Evaluate Japanese LLMs with Ease: An All-in-One Framework
TL;DR: Discover llm-jp-eval, an easy-to-use framework for evaluating Japanese LLMs. This toolkit simplifies the process with standard datasets and nice configuration options, making LLM evaluation super easy—ideal for researchers and developers looking to benchmark LLMs quickly and effectively.
I've been investigating and catching up with the latest trends in Japanese LLMs and their evaluations, for reasons I'll detail in future posts.
Overall information regarding the latest trends in Japanese LLMs is really well summarized in this Github repository, awesome-japanese-llm. It seems like an extensive effort just to keep this updated, as it includes the latest models, benchmarks, and datasets.
One of the standout tools I discovered during my research on Japanese LLMs is the evaluation framework llm-jp-eval developed and maintained by the LLM-jp project. This framework is essentially a collection of scripts that make it straightforward to evaluate the performance of LLMs on various Japanese datasets. Here are a few highlights:
- It includes preprocessing scripts for a wide range of Japanese evaluation datasets, converting them into a standardized format.
- It offers user-friendly evaluation scripts with a nice configuration system that evaluates an LLM across multiple datasets seamlessly.
- Additional features include easy-to-configure few-shot learning, predefined evaluation metrics, offline inference compatibility with engines like vLLM and support for WandB monitoring.
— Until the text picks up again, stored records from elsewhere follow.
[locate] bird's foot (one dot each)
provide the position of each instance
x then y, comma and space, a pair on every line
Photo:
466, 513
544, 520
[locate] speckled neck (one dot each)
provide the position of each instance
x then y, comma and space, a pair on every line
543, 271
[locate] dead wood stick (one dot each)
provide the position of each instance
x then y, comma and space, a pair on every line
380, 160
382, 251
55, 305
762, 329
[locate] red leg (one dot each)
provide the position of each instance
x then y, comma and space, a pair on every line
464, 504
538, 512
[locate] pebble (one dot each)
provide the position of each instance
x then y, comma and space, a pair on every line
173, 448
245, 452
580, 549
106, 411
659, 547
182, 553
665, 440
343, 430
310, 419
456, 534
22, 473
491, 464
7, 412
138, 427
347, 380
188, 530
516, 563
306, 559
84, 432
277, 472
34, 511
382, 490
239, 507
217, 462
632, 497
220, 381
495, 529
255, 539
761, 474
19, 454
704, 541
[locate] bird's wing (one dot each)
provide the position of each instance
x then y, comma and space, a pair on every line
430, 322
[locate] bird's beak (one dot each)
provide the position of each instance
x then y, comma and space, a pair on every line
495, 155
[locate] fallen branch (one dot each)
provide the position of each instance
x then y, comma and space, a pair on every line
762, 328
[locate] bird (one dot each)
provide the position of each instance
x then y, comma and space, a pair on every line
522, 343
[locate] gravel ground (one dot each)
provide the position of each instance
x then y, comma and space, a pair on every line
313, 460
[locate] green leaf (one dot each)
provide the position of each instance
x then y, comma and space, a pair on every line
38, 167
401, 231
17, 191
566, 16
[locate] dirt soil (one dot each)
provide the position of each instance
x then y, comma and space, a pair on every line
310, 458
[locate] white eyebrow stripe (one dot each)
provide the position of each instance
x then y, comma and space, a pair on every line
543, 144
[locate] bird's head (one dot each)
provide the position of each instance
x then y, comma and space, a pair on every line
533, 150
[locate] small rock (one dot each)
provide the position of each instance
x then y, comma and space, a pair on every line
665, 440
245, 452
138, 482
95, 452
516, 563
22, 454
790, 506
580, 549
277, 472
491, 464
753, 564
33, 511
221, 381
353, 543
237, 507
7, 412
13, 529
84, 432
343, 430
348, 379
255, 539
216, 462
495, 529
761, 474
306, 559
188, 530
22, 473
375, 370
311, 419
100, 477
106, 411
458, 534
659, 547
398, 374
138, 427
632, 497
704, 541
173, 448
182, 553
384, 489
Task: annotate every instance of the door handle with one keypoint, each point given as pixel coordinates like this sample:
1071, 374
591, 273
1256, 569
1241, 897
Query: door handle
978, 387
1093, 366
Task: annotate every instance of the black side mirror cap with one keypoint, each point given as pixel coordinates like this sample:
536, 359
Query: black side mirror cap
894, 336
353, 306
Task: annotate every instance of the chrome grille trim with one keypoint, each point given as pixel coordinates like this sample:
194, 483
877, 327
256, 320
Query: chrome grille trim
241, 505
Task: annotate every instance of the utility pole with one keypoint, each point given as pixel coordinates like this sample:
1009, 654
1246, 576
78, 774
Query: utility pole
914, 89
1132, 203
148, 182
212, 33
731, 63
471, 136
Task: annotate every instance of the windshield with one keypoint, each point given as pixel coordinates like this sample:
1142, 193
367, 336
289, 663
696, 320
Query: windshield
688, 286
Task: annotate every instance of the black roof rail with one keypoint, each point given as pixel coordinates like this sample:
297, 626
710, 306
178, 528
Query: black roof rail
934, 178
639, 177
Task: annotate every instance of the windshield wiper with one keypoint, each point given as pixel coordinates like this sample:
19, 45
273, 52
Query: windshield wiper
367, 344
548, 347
The framework is well-structured, maintained, and extremely easy to use. After installation and dataset download, running an evaluation is as simple as executing a command. For example, if you want to evaluate the llm-jp/llm-jp-3-13b
model (one of the latest Japanese LLMs) on the jcommonsenseqa
dataset, you can simply run:
python scripts/evaluate_llm.py \
-cn config.yaml \
target_dataset=jcommonsenseqa \
dataset_dir=/path/to/datasets \
model.pretrained_model_name_or_path=llm-jp/llm-jp-3-13b \
tokenizer.pretrained_model_name_or_path=llm-jp/llm-jp-3-13b
The evaluation results will be saved in the logs
directory.
Supported Datasets
By default, it supports many Japanese evaluation datasets, including:
- JSQuAD — Reading comprehension
- JAQKET (AIO) — Free-text question answering
- JCommonsenseQA — Multiple-choice question answering
- Japanese-English Bilingual Corpus of Wikipedia's Kyoto Articles — JA<->EN Machine translation
- XL-Sum (Japanese sub-dataset) — Text summarization
The platform uses a common dataset format, like the following example:
{
"instruction": "質問を入力とし、回答を出力してください。回答の他には何も含めないことを厳守してください。",
"output_length": 15,
"metrics": [
"char_f1"
],
"few_shots": [
{
"input": "質問:映画『ダイ・ハード』と『デッドプール2』のうち、公開年が早いほうはどっち?",
"output": "ダイ・ハード"
},
{
"input": "質問:東海旅客鉄道と北海道旅客鉄道はどちらも陸運業ですか?",
"output": "YES"
},
...
],
"samples": [
{
"input": "質問:クイーンとビートルズはどちらもイギリス出身のバンドですか?",
"output": "YES"
},
{
"input": "質問:東京都中央区と中野区、2005年時点での昼間人口が多いのは中央区ですか?",
"output": "YES"
},
...
]
}
If you have a custom dataset you'd like to evaluate, you can easily convert it to this common format without writing new inference or evaluation code.
Extending Beyond Japanese
Despite the framework's focus on Japanese datasets and models, the platform's core functionality is language-agnostic. If you have a different LLM and dataset, you can use this framework with minor adjustments, making it an excellent choice for evaluation across languages and domains. Highly recommended for anyone in the field!